She is what she is, regardless of the trends and fashions which smote her generation. She is a poet of to-day only by the accident of birth. She was a poet of yesterday and to-morrow rather than of to-day. Her themes were the timeless ones: Her songs, in her own words, were mostly about "happy and simple and sorrowful things." Like Keats, she was unaware of the stirring events occurring in the world around her.
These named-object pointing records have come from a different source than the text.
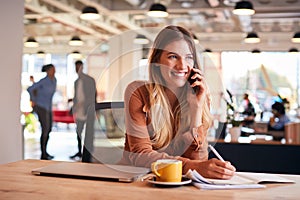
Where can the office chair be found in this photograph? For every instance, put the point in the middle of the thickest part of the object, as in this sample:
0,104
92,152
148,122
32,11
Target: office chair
105,133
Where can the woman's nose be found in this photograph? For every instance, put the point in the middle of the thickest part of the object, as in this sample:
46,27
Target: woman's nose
182,64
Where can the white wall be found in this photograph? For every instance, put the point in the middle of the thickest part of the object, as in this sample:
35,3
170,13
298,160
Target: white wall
11,48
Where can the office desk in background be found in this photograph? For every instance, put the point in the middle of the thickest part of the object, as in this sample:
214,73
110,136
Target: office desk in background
261,156
17,182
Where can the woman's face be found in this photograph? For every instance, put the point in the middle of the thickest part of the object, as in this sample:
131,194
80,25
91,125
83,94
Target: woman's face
176,62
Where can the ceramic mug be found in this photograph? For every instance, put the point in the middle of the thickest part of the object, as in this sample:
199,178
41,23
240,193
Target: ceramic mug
167,170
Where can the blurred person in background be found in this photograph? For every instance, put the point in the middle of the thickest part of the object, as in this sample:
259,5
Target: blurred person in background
41,95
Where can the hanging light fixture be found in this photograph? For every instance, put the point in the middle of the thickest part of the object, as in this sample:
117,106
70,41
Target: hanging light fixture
157,10
296,38
196,41
31,42
255,51
75,41
243,8
140,39
293,50
252,37
89,13
76,55
207,50
41,54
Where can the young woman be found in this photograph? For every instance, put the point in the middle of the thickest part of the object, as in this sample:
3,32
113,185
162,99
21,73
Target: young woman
167,117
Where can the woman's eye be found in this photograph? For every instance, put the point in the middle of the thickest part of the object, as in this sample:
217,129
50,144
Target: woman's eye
173,56
189,58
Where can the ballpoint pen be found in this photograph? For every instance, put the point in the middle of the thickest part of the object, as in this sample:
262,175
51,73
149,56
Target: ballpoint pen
216,153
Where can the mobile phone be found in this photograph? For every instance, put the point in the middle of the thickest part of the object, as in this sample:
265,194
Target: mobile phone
191,81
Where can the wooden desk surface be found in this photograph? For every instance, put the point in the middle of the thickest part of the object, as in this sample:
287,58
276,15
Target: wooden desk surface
17,182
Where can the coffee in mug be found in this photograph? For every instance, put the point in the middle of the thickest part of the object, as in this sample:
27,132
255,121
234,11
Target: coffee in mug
167,170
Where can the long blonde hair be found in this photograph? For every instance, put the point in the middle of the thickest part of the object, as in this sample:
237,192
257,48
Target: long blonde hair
160,109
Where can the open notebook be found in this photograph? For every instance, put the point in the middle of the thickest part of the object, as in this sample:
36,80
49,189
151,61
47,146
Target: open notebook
119,173
239,180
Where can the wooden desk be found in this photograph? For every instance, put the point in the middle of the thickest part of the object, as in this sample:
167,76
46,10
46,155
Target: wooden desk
261,156
17,182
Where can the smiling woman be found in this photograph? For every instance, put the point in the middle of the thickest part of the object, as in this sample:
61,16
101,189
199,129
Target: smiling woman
164,118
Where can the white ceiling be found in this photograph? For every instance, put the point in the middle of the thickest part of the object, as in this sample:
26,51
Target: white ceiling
54,22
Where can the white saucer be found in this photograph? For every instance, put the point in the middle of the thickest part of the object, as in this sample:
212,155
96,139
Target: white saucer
184,181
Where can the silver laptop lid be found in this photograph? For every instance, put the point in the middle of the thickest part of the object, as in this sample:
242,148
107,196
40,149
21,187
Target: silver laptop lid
107,172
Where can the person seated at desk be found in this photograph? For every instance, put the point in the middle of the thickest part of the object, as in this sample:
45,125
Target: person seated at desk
167,117
249,112
279,118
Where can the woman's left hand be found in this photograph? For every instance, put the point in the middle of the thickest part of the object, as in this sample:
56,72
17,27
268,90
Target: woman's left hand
202,89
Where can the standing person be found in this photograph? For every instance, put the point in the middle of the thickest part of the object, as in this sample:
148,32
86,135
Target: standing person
167,117
41,94
279,118
249,111
85,95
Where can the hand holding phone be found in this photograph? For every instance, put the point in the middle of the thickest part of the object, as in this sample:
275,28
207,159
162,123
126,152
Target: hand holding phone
191,81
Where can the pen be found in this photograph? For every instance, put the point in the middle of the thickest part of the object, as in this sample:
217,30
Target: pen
216,153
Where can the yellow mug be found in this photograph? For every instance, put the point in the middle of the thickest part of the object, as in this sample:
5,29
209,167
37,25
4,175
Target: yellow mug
167,170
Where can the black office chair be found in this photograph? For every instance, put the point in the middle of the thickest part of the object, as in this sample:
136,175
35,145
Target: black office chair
105,133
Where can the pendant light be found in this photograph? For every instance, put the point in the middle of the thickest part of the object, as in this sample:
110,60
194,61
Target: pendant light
157,10
140,39
207,50
41,54
196,41
255,51
31,42
89,13
296,38
252,37
76,55
243,8
75,41
293,50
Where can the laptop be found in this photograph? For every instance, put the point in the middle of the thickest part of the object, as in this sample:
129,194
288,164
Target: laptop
108,172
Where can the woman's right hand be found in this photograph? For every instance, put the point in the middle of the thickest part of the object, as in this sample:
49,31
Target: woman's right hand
213,168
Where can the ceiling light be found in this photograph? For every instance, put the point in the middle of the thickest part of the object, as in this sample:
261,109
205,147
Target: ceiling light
293,50
140,39
213,3
157,10
89,13
196,41
41,54
296,38
76,55
31,42
75,41
252,38
243,8
207,51
255,51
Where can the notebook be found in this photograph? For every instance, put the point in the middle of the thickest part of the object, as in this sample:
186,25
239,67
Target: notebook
107,172
240,180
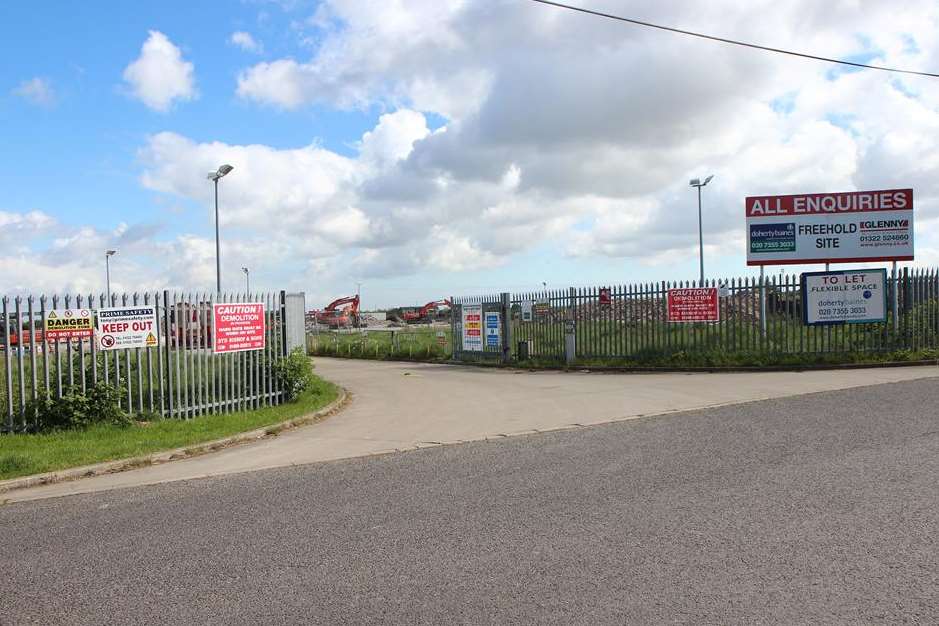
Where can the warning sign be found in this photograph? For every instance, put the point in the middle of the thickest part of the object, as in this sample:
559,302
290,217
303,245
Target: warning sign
238,327
693,305
473,327
126,327
69,324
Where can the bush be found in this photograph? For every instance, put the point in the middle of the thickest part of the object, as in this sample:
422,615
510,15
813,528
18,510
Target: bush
74,409
295,373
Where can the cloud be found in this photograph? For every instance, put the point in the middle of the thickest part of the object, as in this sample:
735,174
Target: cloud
246,42
160,76
37,90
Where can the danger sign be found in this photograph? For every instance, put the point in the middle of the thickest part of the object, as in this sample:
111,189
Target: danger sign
69,324
238,327
693,305
127,327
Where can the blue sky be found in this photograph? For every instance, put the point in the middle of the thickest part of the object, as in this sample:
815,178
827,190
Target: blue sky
429,148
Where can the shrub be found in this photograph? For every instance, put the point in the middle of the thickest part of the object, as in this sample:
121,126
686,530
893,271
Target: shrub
295,373
75,409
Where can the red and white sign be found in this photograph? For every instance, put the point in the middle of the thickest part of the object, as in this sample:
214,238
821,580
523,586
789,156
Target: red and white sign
844,227
694,305
238,327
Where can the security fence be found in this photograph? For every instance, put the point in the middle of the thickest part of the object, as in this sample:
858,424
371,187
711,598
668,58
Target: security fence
181,376
630,322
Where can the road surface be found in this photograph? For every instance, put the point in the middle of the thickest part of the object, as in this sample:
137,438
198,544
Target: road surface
814,509
402,406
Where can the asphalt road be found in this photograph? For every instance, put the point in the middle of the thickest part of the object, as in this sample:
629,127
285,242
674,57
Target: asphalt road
819,508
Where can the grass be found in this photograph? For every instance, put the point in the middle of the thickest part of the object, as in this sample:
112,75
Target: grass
22,455
411,343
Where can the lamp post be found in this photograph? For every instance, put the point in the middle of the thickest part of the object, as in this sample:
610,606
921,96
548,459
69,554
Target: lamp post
214,176
107,269
695,182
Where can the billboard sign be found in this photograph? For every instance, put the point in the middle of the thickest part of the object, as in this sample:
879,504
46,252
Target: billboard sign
844,227
69,324
473,327
693,305
493,329
239,327
844,297
127,327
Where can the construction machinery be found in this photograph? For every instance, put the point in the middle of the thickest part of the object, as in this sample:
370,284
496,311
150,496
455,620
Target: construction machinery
427,313
336,317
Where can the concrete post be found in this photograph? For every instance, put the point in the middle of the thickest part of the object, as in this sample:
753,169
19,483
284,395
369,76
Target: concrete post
506,327
570,330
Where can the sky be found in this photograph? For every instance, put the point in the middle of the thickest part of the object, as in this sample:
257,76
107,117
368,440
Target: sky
429,148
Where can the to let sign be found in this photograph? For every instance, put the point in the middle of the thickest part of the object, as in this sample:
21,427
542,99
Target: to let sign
844,297
841,227
694,305
238,327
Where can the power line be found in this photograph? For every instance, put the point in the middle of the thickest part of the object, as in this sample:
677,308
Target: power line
732,41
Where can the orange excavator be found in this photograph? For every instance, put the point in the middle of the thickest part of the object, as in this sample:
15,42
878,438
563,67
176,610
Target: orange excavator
336,317
426,313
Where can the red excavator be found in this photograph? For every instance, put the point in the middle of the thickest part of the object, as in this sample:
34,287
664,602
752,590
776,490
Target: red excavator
336,317
425,314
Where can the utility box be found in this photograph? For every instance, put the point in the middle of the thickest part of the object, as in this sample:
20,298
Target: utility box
525,350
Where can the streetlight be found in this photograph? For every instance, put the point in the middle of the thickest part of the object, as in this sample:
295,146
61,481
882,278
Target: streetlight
695,182
107,268
214,176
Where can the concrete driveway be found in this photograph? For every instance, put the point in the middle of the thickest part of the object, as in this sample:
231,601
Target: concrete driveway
401,406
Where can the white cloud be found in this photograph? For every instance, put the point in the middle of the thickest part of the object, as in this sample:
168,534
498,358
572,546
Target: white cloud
37,90
160,76
246,42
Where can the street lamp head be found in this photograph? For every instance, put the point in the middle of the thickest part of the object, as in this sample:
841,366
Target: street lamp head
222,171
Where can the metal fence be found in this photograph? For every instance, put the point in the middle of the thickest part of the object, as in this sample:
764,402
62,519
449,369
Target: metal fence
755,316
180,378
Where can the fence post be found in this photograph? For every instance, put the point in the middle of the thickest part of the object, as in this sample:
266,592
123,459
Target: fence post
763,303
452,330
167,339
506,327
570,330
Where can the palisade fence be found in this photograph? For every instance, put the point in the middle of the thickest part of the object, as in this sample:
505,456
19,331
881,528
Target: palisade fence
755,317
179,378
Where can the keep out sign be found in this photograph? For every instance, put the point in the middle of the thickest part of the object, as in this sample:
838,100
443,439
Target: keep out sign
238,327
127,327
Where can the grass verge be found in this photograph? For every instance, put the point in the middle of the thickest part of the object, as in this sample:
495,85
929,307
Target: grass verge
22,455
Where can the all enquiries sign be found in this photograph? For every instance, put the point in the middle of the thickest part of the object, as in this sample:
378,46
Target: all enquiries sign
238,327
830,227
844,297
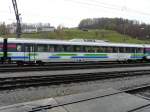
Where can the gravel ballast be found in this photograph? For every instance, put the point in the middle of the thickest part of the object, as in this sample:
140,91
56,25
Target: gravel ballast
30,94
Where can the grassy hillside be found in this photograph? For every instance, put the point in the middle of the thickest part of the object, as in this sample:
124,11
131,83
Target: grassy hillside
111,36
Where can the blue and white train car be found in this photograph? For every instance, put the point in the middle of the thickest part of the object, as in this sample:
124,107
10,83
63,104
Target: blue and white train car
45,50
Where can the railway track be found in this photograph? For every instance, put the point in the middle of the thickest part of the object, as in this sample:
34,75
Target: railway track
33,81
67,66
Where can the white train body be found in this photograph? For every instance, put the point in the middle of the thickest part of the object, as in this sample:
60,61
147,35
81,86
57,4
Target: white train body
45,50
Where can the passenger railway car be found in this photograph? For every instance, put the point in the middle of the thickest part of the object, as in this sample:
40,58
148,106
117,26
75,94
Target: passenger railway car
45,50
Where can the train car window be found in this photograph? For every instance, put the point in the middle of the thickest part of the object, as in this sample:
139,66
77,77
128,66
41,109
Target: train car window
42,48
87,48
51,48
95,49
109,49
147,50
115,50
59,48
127,49
140,50
79,48
103,49
69,48
1,47
133,50
121,50
11,47
19,48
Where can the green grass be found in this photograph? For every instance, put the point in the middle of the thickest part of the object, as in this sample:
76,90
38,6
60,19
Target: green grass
109,35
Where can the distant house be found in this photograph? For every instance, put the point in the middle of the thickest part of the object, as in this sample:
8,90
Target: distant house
31,29
48,29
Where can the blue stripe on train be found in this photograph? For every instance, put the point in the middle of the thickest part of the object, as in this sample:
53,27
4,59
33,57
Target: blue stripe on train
136,57
19,57
53,57
89,57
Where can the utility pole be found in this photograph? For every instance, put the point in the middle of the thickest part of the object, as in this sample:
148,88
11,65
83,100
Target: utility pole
18,30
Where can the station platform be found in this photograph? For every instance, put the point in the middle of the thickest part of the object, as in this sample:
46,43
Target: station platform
109,100
68,72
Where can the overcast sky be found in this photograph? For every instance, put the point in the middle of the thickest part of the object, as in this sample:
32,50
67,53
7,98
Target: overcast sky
69,12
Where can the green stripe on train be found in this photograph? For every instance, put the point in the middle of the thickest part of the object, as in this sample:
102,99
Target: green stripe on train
9,54
64,54
137,54
95,54
31,54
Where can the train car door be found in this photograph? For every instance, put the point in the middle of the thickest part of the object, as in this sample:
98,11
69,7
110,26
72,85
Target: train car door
29,52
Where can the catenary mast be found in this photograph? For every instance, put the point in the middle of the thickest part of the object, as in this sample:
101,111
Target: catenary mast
18,30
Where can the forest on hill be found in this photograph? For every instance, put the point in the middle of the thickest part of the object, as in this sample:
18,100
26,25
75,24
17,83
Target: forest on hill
132,28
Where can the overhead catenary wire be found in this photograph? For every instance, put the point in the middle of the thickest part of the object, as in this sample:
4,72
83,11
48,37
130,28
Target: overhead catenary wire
111,7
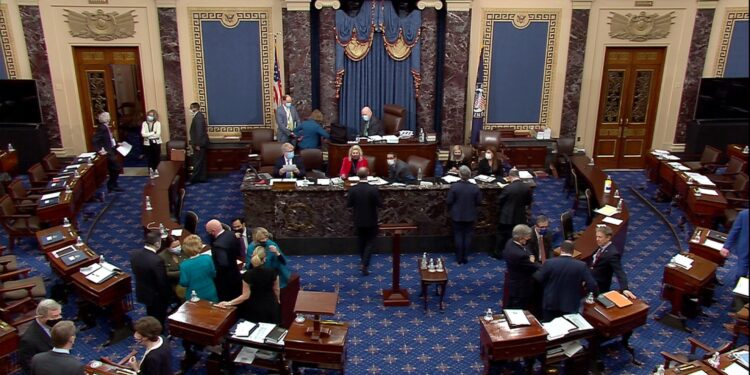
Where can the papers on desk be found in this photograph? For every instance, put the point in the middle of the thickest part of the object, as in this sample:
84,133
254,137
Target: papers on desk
743,289
516,317
607,210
Command of language and meter:
She possessed a remarkable command both of the poetical resources of the English language as well as the subtle points of its idiom. Joseph Conrad, who was a Pole, displayed a command over the English language, which was foreign to him and despite the command he had over it, he would here and there, betray himself, by some little turn of phrase that he was not an Englishman. This was not the case with Sarojini Naidu, who had a full and perfect command of the English language which was foreign to her. She has equally a unique gift of feeling for English meters and English prosody. Her poems exhibit a delicate and sensitive ear trained in the best poetic tradition. They display a prosodical correctness and regularity, which seldom, if ever, becomes merely mechanical. Though she follows the main and great English poetical tradition in diction and prosody, her style is her own, and gives us the impression of individuality, a fact which was noted by Mr. Symons. She hardly imitates any particular English poet, or belongs to the school of any one master, or follows the formula of any one particular group. She gathers the juice of native as well as foreign flowers and turns into the honey of her poems.